Village in Lincolnshire, England

Halton Holegate is a small village in the East Lindsey district of Lincolnshire, England. It is situated 1 mi east from Spilsby.

==History==
The village Anglican church is Grade II* listed and dedicated to St Andrew. Originating from the 14th century with later additions, it is chiefly Perpendicular in style, except for the tower and the east end which were rebuilt in 1866 by James Fowler.

===1977 Vulcan crash===
Avro Vulcan 'XM600' crashed at 3.50pm on 17 January 1977, from RAF Waddington 101 Sqn Five aircrew parachuted, who were taken to the Pilgrim Hospital in Boston, then to RAF Hospital Nocton Hall.
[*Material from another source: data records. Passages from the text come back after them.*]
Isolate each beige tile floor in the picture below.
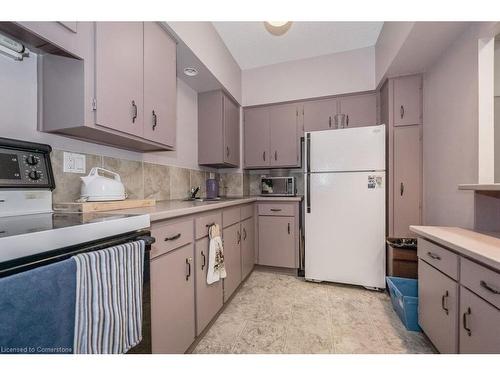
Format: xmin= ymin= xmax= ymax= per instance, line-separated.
xmin=193 ymin=270 xmax=433 ymax=354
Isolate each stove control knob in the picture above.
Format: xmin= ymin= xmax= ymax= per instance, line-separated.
xmin=26 ymin=155 xmax=38 ymax=165
xmin=28 ymin=171 xmax=42 ymax=181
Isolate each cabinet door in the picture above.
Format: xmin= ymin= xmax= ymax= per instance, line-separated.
xmin=460 ymin=286 xmax=500 ymax=354
xmin=418 ymin=260 xmax=458 ymax=353
xmin=222 ymin=222 xmax=241 ymax=302
xmin=259 ymin=216 xmax=297 ymax=268
xmin=241 ymin=217 xmax=255 ymax=279
xmin=269 ymin=105 xmax=299 ymax=167
xmin=222 ymin=95 xmax=240 ymax=167
xmin=304 ymin=98 xmax=337 ymax=132
xmin=195 ymin=237 xmax=223 ymax=335
xmin=144 ymin=22 xmax=177 ymax=148
xmin=95 ymin=22 xmax=144 ymax=136
xmin=393 ymin=125 xmax=422 ymax=237
xmin=244 ymin=108 xmax=271 ymax=168
xmin=151 ymin=244 xmax=195 ymax=354
xmin=394 ymin=76 xmax=422 ymax=126
xmin=339 ymin=94 xmax=377 ymax=128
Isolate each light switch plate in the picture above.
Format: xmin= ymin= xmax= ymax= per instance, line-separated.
xmin=63 ymin=152 xmax=86 ymax=173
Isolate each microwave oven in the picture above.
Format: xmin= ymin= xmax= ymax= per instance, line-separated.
xmin=260 ymin=177 xmax=297 ymax=197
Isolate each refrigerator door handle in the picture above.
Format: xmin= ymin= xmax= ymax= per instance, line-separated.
xmin=306 ymin=133 xmax=311 ymax=173
xmin=306 ymin=173 xmax=311 ymax=214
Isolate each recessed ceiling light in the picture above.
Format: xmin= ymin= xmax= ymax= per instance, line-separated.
xmin=264 ymin=21 xmax=292 ymax=36
xmin=184 ymin=68 xmax=198 ymax=77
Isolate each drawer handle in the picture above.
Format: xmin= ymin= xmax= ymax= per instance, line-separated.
xmin=427 ymin=251 xmax=441 ymax=260
xmin=462 ymin=307 xmax=472 ymax=336
xmin=201 ymin=250 xmax=207 ymax=271
xmin=441 ymin=291 xmax=450 ymax=315
xmin=153 ymin=110 xmax=158 ymax=130
xmin=186 ymin=258 xmax=193 ymax=281
xmin=165 ymin=233 xmax=181 ymax=241
xmin=479 ymin=280 xmax=500 ymax=294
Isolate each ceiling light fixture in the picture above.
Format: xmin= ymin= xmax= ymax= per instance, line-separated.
xmin=264 ymin=21 xmax=292 ymax=36
xmin=184 ymin=67 xmax=198 ymax=77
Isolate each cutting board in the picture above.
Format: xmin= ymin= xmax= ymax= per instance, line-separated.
xmin=54 ymin=199 xmax=156 ymax=213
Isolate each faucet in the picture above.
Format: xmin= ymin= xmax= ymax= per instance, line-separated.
xmin=189 ymin=186 xmax=200 ymax=199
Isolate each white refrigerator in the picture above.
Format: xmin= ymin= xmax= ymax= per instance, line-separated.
xmin=304 ymin=125 xmax=386 ymax=288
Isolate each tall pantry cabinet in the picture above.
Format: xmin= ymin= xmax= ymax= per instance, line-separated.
xmin=380 ymin=75 xmax=422 ymax=277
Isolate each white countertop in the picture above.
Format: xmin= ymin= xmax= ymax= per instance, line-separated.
xmin=103 ymin=196 xmax=303 ymax=222
xmin=410 ymin=225 xmax=500 ymax=270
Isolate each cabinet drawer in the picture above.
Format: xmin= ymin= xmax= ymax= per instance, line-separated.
xmin=460 ymin=258 xmax=500 ymax=309
xmin=241 ymin=204 xmax=253 ymax=221
xmin=151 ymin=219 xmax=193 ymax=258
xmin=194 ymin=211 xmax=222 ymax=240
xmin=417 ymin=238 xmax=458 ymax=280
xmin=259 ymin=203 xmax=295 ymax=216
xmin=222 ymin=207 xmax=240 ymax=228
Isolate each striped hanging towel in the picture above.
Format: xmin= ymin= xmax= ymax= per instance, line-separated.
xmin=73 ymin=241 xmax=145 ymax=354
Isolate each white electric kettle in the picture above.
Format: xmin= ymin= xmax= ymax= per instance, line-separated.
xmin=80 ymin=167 xmax=127 ymax=202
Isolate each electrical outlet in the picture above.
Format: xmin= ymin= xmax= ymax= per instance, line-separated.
xmin=63 ymin=152 xmax=85 ymax=173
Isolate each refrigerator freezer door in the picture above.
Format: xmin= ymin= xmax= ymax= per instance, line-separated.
xmin=305 ymin=172 xmax=385 ymax=288
xmin=305 ymin=125 xmax=385 ymax=172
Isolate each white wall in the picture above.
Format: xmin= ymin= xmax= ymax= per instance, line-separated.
xmin=167 ymin=22 xmax=241 ymax=103
xmin=375 ymin=22 xmax=415 ymax=85
xmin=0 ymin=51 xmax=207 ymax=169
xmin=242 ymin=47 xmax=375 ymax=106
xmin=423 ymin=26 xmax=478 ymax=228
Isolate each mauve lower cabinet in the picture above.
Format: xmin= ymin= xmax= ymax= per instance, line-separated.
xmin=198 ymin=90 xmax=240 ymax=168
xmin=38 ymin=22 xmax=177 ymax=151
xmin=418 ymin=238 xmax=500 ymax=354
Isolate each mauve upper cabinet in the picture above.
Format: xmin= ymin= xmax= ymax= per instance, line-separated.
xmin=244 ymin=104 xmax=300 ymax=169
xmin=198 ymin=90 xmax=240 ymax=168
xmin=37 ymin=22 xmax=177 ymax=151
xmin=393 ymin=75 xmax=422 ymax=126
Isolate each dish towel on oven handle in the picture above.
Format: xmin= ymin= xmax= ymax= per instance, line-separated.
xmin=207 ymin=224 xmax=227 ymax=284
xmin=73 ymin=241 xmax=145 ymax=354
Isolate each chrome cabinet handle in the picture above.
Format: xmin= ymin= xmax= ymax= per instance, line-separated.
xmin=441 ymin=291 xmax=450 ymax=315
xmin=165 ymin=233 xmax=181 ymax=241
xmin=427 ymin=251 xmax=441 ymax=260
xmin=462 ymin=307 xmax=472 ymax=336
xmin=479 ymin=280 xmax=500 ymax=294
xmin=201 ymin=250 xmax=207 ymax=271
xmin=132 ymin=100 xmax=137 ymax=124
xmin=186 ymin=258 xmax=193 ymax=281
xmin=153 ymin=110 xmax=158 ymax=130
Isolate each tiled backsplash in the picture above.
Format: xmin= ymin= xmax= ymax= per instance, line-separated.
xmin=51 ymin=150 xmax=219 ymax=203
xmin=51 ymin=150 xmax=304 ymax=203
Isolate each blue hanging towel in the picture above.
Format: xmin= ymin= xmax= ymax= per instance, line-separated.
xmin=0 ymin=259 xmax=76 ymax=354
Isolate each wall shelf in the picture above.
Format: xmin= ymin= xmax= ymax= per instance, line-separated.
xmin=458 ymin=183 xmax=500 ymax=191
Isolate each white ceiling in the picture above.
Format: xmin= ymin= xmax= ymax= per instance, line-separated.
xmin=213 ymin=22 xmax=383 ymax=69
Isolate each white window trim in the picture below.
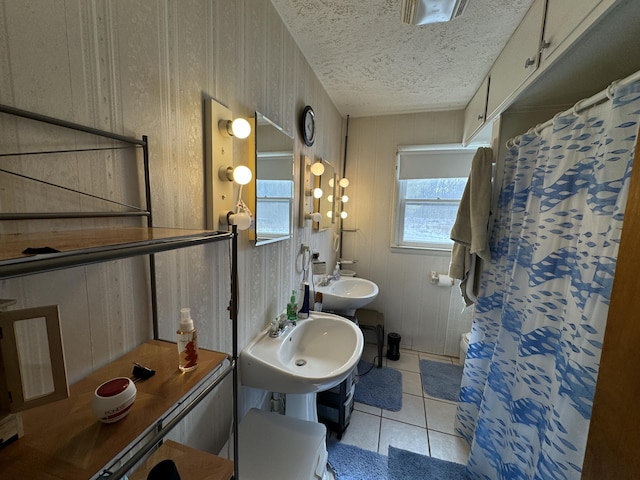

Lindsey Fire Brigade attended from Skegness, Alford, Horncastle.
- Pilot - 30 year old Robert Aspinall
- Co-pilot - 27 year old Neil Ryder of Welton, Lincolnshire
- Navigator - 26 year old John Critchley of Lincoln
- Navigator - 45 year old John Clark of Lincoln
- Air Electronics Officer - 45 year old Vernon Prior of Waddington

==Geography==
The village also has a public house.

==Governance==
An electoral ward in the same name exists. This ward stretches south west to East Kirkby with a total population taken at the 2011 census of 2,495.